Config Sync metrics

The page describes the OpenTelemetry metrics available to monitor your Config Sync resources.

Config Sync uses OpenCensus to create and record metrics and OpenTelemetry to export its metrics to Prometheus and Cloud Monitoring. You can export OpenTelemetry metrics to another monitoring system. The following guides explain how to export metrics:

OpenTelemetry metrics

Config Sync and the Resource Group Controller collect the following metrics with Opencensus and make them available through OpenTelemetry collector. The Tags column lists Config Sync specific tags that are applicable to each metric. Metrics with tags represent multiple measurements, one for each combination of tag values.

Config Sync metrics

The following metrics are available in all supported Anthos Config Management versions.

Name Type Tags Description
api_duration_seconds Distribution operation, status The latency distribution of API server calls
apply_duration_seconds Distribution status The latency distribution of applying resources declared from source of truth to a cluster
apply_operations_total Count operation, status, controller The total number of operations that have been performed to sync resources from source of truth to a cluster
declared_resources Last Value The number of declared resources parsed from Git
internal_errors_total Count source The total number of internal errors encountered by Config Sync
last_sync_timestamp Last Value commit, status The timestamp of the most recent sync from Git
parser_duration_seconds Distribution status, trigger, source The latency distribution of different stages involved in syncing from source of truth to a cluster
pipeline_error_observed Last Value name, reconciler, component The status of RootSync and RepoSync custom resources. A value of 1 indicates a failure.
reconcile_duration_seconds Distribution status The latency distribution of reconcile events handled by the reconciler manager.
reconciler_errors Last Value component, errorclass The number of errors encountered while syncing resources from the source of the truth to a cluster.
remediate_duration_seconds Distribution status The latency distribution of remediator reconciliation events
resource_conflicts_total Count The total number of resource conflicts resulting from a mismatch between the cached resources and cluster resources
resource_fights_total Count The total number of resources that are being synced too frequently. Any result higher than zero indicates a problem. For more information, see KNV2005: ResourceFightWarning.

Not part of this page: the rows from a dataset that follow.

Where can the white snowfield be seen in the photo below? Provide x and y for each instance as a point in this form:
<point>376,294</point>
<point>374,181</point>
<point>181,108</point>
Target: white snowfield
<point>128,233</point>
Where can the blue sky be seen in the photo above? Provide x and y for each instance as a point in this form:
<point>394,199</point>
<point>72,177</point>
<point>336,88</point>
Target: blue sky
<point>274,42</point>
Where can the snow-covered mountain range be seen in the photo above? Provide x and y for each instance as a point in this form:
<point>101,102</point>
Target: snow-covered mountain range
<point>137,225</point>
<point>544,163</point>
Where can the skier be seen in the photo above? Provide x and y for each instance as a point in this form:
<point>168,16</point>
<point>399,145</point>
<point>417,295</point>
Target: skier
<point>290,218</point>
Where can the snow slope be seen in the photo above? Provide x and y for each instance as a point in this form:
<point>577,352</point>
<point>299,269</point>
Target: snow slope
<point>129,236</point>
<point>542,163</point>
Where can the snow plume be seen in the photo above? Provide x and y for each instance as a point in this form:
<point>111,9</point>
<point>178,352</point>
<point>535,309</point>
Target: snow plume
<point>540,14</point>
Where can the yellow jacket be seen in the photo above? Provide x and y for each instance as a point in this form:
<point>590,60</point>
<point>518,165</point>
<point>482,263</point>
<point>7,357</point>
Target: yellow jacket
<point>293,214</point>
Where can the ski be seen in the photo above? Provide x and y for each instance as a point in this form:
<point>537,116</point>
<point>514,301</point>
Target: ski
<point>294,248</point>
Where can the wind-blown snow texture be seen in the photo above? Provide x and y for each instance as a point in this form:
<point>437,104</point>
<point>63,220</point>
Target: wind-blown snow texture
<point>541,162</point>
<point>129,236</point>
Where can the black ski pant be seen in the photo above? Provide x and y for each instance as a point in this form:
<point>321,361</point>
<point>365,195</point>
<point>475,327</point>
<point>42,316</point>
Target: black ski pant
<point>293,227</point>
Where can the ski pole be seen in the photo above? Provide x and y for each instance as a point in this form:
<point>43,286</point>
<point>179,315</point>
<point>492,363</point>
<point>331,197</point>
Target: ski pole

Resource Group Controller metrics

The Resource Group Controller is a component in Config Sync that keeps track of the managed resources and checks if each individual resource is ready or reconciled. The following metrics are available.

Name Type Tags Description
reconcile_duration_seconds Distribution stallreason The distribution of time taken to reconcile a ResourceGroup CR
resource_group_total Last Value The current number of ResourceGroup CRs
resource_count_total Sum The total number of resources tracked by all ResourceGroup CRs in the cluster
resource_count Last Value resourcegroup The total number of resources tracked by a ResourceGroup
ready_resource_count_total Sum The total number of resources ready across all ResourceGroup CRs in the cluster
ready_resource_count Last Value resourcegroup The total number of ready resources in a ResourceGroup
resource_ns_count Last Value resourcegroup The number of namespaces used by resources in a ResourceGroup
cluster_scoped_resource_count Last Value resourcegroup The number of cluster scoped resources in a ResourceGroup
crd_count Last Value resourcegroup The number of CRDs in a ResourceGroup
kcc_resource_count_total Sum The total number of Config Connector resources across all ResourceGroup CRs in the cluster
kcc_resource_count Gauge resourcegroup The total number of KCC resources in a ResourceGroup
pipeline_error_observed Last Value name, reconciler, component The status of RootSync and RepoSync custom resources. A value of 1 indicates a failure.

Config Sync metric labels

Metric labels can be used to aggregate metric data in Cloud Monitoring and Prometheus. They are selectable from the "Group By" dropdown list in the Monitoring Console.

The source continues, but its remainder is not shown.